Orally fecal gavage enriched Lachnospiraceae and butylate to mitigate acetaminophen-induced liver injury

Background:Gut dysbiosis significantly impacts acetaminophen-induced liver injury (AILI) in mice. Fecal microbiota transplantation (FMT) has sparked great interest in treating human diseases. It is intriguing to target gut microbes for treating AILI.Purpose: We aimed to elucidate how gut microbes impact the severity of AILI and to identify the microbes or their metabolites potentially treating AILI clinically.Methods: AILI was created in conventionally housed and germ-free C57BL/6 mice by peritoneal injection of sublethal and lethal doses of acetaminophen. Fecal microbiota and metabolites before and after FMT were assayed using 16S rDNA sequencing and metabolomics platforms, respectively. Mechanistic studies were performed in cultured hepatocytes and verified in mice with AILI.Results: Regardless inconsistent impacts on AILI by antibiotics treatments, orally fecal transplantation (OFT) constantly mitigated the severity and lethality of AILI in mice. Following acetaminophen-overdose, oral gavage with frest (OFG) or pasteurized feces (OPG) mitigated AILI. Microbiota profiling and metabolomic assays revealed that Lachnospiraceae (butyrate producers), butyrate biosynthesis pathways, and short-chain fatty acides (SCFAs) were enriched in feces after OFT. SCFAs alleviated AILI in mice.
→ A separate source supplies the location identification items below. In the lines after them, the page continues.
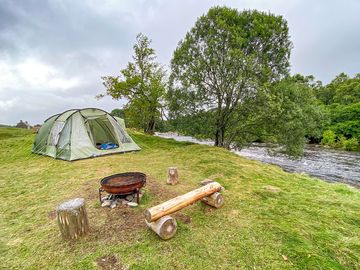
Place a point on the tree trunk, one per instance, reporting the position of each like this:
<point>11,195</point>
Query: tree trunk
<point>175,204</point>
<point>72,218</point>
<point>173,176</point>
<point>216,200</point>
<point>164,227</point>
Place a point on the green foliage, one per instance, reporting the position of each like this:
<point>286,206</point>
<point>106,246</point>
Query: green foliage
<point>350,144</point>
<point>341,99</point>
<point>118,113</point>
<point>223,64</point>
<point>293,113</point>
<point>329,138</point>
<point>142,84</point>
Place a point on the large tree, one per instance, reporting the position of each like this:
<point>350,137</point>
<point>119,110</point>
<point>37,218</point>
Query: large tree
<point>142,84</point>
<point>224,64</point>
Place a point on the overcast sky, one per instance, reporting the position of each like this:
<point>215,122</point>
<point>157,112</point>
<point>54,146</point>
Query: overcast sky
<point>53,53</point>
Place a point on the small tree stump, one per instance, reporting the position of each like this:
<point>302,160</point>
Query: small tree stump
<point>165,227</point>
<point>173,176</point>
<point>72,218</point>
<point>215,200</point>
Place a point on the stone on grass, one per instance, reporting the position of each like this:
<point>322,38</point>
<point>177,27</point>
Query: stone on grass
<point>132,204</point>
<point>106,203</point>
<point>130,198</point>
<point>113,204</point>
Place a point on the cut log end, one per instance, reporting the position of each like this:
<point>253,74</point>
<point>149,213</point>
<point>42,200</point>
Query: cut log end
<point>164,227</point>
<point>72,218</point>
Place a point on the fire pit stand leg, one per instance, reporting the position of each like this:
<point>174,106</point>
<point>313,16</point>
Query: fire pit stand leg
<point>137,195</point>
<point>100,190</point>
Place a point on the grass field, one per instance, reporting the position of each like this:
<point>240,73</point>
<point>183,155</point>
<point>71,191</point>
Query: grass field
<point>270,220</point>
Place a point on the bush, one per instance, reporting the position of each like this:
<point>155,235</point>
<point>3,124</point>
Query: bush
<point>350,144</point>
<point>329,138</point>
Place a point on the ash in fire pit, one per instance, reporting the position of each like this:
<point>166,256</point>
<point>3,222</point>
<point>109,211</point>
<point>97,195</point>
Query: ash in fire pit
<point>123,189</point>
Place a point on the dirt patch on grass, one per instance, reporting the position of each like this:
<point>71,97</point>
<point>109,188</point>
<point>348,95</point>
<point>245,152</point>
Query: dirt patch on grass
<point>90,190</point>
<point>272,189</point>
<point>110,263</point>
<point>52,214</point>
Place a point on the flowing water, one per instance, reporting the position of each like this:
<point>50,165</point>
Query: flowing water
<point>327,164</point>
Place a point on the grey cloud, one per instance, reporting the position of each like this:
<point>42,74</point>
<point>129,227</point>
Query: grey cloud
<point>84,40</point>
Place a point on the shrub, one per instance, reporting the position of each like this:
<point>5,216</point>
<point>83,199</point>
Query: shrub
<point>350,144</point>
<point>329,138</point>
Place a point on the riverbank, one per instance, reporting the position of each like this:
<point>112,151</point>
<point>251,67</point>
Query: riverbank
<point>270,220</point>
<point>331,165</point>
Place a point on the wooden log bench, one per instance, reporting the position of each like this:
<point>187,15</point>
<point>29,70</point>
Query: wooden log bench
<point>157,217</point>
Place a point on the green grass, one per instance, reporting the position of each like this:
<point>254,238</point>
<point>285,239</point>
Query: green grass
<point>316,225</point>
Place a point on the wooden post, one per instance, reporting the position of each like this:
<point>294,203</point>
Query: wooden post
<point>173,176</point>
<point>177,203</point>
<point>165,227</point>
<point>216,200</point>
<point>72,218</point>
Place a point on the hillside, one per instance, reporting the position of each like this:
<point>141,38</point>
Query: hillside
<point>270,220</point>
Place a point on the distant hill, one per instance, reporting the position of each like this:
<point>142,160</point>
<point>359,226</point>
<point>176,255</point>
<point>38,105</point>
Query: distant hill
<point>1,125</point>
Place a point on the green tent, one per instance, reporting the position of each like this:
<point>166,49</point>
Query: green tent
<point>83,133</point>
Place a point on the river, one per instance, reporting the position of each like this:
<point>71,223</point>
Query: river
<point>327,164</point>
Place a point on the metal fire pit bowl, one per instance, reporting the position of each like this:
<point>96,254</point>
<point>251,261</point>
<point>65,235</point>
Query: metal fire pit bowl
<point>123,183</point>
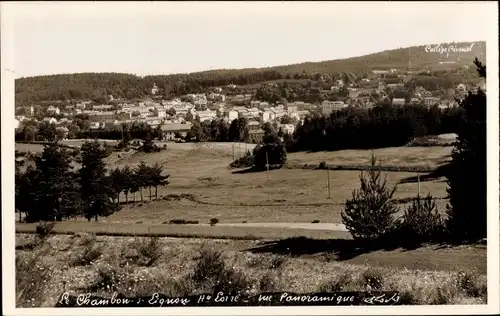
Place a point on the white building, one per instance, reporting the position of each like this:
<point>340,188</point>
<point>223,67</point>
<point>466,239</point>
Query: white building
<point>231,115</point>
<point>398,101</point>
<point>154,90</point>
<point>53,110</point>
<point>287,128</point>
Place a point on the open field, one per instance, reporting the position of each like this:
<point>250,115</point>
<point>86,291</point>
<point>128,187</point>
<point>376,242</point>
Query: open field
<point>200,171</point>
<point>103,265</point>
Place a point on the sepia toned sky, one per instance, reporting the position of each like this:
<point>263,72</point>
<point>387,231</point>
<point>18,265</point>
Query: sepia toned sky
<point>162,38</point>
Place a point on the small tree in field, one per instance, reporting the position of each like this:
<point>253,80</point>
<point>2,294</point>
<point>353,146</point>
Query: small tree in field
<point>369,214</point>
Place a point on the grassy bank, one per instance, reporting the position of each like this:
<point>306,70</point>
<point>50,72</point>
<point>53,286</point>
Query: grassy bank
<point>141,266</point>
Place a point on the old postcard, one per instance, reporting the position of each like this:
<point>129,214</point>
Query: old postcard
<point>235,158</point>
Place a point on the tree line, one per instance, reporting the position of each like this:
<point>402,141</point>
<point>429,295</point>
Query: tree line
<point>98,86</point>
<point>370,214</point>
<point>381,126</point>
<point>52,188</point>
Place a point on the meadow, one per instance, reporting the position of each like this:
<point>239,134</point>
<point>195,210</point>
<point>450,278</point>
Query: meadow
<point>137,266</point>
<point>264,240</point>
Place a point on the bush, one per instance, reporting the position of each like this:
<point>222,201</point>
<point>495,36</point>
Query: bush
<point>214,221</point>
<point>212,274</point>
<point>150,250</point>
<point>43,229</point>
<point>31,279</point>
<point>471,284</point>
<point>421,221</point>
<point>243,162</point>
<point>373,279</point>
<point>369,214</point>
<point>183,221</point>
<point>107,279</point>
<point>268,282</point>
<point>276,156</point>
<point>89,255</point>
<point>341,282</point>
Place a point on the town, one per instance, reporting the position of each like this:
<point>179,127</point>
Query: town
<point>175,116</point>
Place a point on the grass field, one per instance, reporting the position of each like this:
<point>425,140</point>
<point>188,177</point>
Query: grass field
<point>285,195</point>
<point>137,266</point>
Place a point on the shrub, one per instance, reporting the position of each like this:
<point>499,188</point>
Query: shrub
<point>212,274</point>
<point>369,214</point>
<point>107,279</point>
<point>43,229</point>
<point>243,162</point>
<point>373,279</point>
<point>341,282</point>
<point>31,279</point>
<point>183,221</point>
<point>268,282</point>
<point>471,284</point>
<point>421,221</point>
<point>89,255</point>
<point>150,250</point>
<point>276,156</point>
<point>214,221</point>
<point>277,261</point>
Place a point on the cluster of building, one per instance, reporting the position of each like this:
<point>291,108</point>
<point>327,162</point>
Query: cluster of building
<point>173,116</point>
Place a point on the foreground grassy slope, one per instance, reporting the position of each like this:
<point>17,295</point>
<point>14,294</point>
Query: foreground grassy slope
<point>200,173</point>
<point>103,265</point>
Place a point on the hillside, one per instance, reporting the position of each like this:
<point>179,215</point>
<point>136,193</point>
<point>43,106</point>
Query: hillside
<point>97,85</point>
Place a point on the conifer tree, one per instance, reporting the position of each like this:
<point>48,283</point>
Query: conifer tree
<point>467,173</point>
<point>369,213</point>
<point>96,191</point>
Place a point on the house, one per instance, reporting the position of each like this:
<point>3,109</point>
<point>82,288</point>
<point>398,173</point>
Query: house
<point>395,86</point>
<point>291,108</point>
<point>257,134</point>
<point>153,121</point>
<point>103,107</point>
<point>154,90</point>
<point>159,112</point>
<point>62,132</point>
<point>380,72</point>
<point>51,110</point>
<point>265,116</point>
<point>431,101</point>
<point>334,89</point>
<point>462,88</point>
<point>172,131</point>
<point>253,125</point>
<point>287,128</point>
<point>231,115</point>
<point>207,115</point>
<point>49,120</point>
<point>398,101</point>
<point>102,116</point>
<point>330,106</point>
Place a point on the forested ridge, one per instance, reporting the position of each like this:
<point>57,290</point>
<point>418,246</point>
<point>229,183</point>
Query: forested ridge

Mechanistically, butyrate blocked acetaminophen-instigated mitochondrial damage, oxidative stress, and ferroptosis by activating the AMPK-ULK1-p62 axis to provoke the Nrf2 anti-stress responses and mitophagy. Cotreatment with butyrate and N-acetylcysteine significantly improved the survival rate of AILI in mice.Conclusion: Orally fecal gavage enriched Lachnospiraceae and butyrate, which induced the Nrf2 anti-stress responses and mitophagy to mitigate AILI. Our findings highlight distinct microbial and biological impacts via orally fecal administration from commensal gut microbes or colonic fecal transplantation and underline the potential of microbial metabolites for new drug development.